Through this set of concrete reforms member states can solidify their vision for the RBAs to enhance leadership, coordination and governance.
With progress towards SDG2 stalled and COVID-19 estimated to have made millions of people food insecure in 2021, there is a need for the RBAs to provide leadership and to coordinate activities to achieve SDG2. This paper offers five specific proposals around RBA leadership, governance and coordination that could play a part in an overall set of actions to facilitate progress towards SDG2.
These are aligned with the direction member states have requested in recent years and offer specific proposals consistent with the recommendations of the joint evaluation report on collaboration among the RBAs. They reflect the emerging views articulated in the interviews conducted for this paper. The proposals seek to build on these perspectives and to solidify this direction through concrete actions.

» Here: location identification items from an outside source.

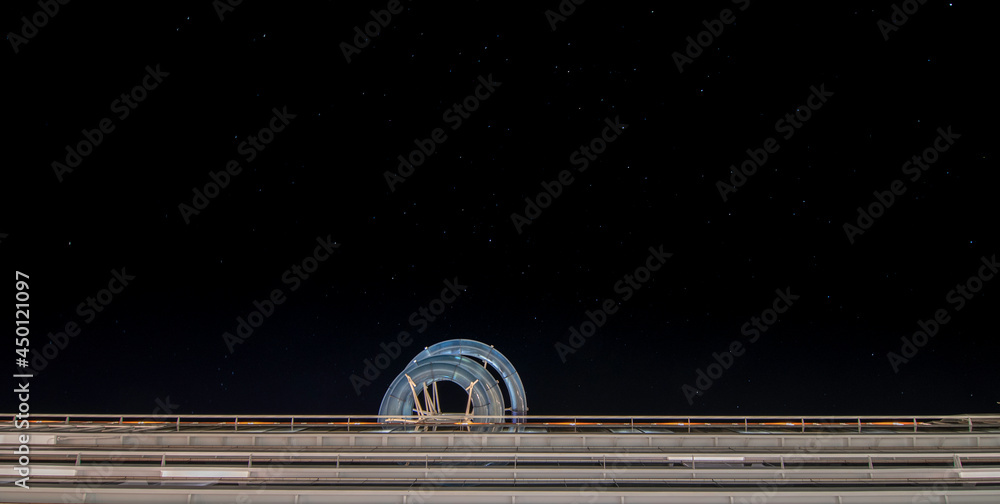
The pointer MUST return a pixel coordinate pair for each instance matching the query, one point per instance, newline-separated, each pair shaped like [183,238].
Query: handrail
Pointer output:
[756,421]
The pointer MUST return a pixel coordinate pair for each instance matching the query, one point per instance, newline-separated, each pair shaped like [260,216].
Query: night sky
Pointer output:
[570,151]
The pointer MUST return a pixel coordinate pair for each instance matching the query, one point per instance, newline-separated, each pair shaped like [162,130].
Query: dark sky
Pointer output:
[866,106]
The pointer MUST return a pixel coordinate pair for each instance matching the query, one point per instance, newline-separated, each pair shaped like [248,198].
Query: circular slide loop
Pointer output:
[449,361]
[487,398]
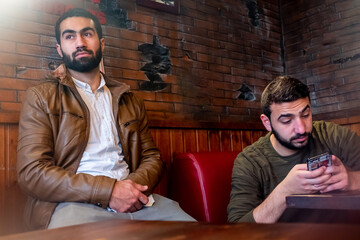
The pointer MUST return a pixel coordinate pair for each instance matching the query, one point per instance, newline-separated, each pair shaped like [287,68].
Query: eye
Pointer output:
[68,36]
[285,121]
[87,34]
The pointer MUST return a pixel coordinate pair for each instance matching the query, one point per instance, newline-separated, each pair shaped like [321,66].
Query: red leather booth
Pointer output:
[201,183]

Promoting these reforms will not be easy because of different governance structures, voting systems and member state representation among the RBAs. There is also the possibility of reluctance from the RBA leadership, members and vested interests. These challenges can only be overcome if there is strong and sustained commitment to improved leadership and coordination across all member states and stakeholders, and if member states, in particular, provide the necessary leadership for change. Among the member states, there are those that have a critical formal role through governing bodies and those that have influence as a result of their economic and geopolitical position in the world. Leadership from these key member states is crucial.

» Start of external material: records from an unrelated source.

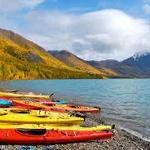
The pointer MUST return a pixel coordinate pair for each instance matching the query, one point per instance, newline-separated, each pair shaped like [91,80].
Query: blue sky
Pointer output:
[92,29]
[133,7]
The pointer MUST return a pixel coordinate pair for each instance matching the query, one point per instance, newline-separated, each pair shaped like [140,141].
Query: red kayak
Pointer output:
[43,136]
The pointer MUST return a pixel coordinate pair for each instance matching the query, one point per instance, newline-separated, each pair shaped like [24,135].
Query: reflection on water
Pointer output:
[125,100]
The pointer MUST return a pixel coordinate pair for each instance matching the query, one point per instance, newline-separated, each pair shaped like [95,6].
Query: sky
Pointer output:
[91,29]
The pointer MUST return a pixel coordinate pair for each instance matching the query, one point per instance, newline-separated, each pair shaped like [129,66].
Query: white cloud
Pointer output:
[96,35]
[15,5]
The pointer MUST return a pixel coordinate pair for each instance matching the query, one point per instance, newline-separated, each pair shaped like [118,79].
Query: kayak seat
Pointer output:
[69,133]
[32,131]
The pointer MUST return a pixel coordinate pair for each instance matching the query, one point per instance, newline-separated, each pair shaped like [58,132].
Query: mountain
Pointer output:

While this paper offers five specific proposals, implementing them requires careful planning to avoid potential pitfalls. For example, institutional reform could increase inefficiency rather than lead to efficiency gains if not executed properly. Some of the proposals relate to outside entities and their engagement in the specifics of any actions would be critical. Yet given the necessity for progress on SDG2 and the urgency to address rising food insecurity due to COVID-19, reforms are needed sooner rather than later.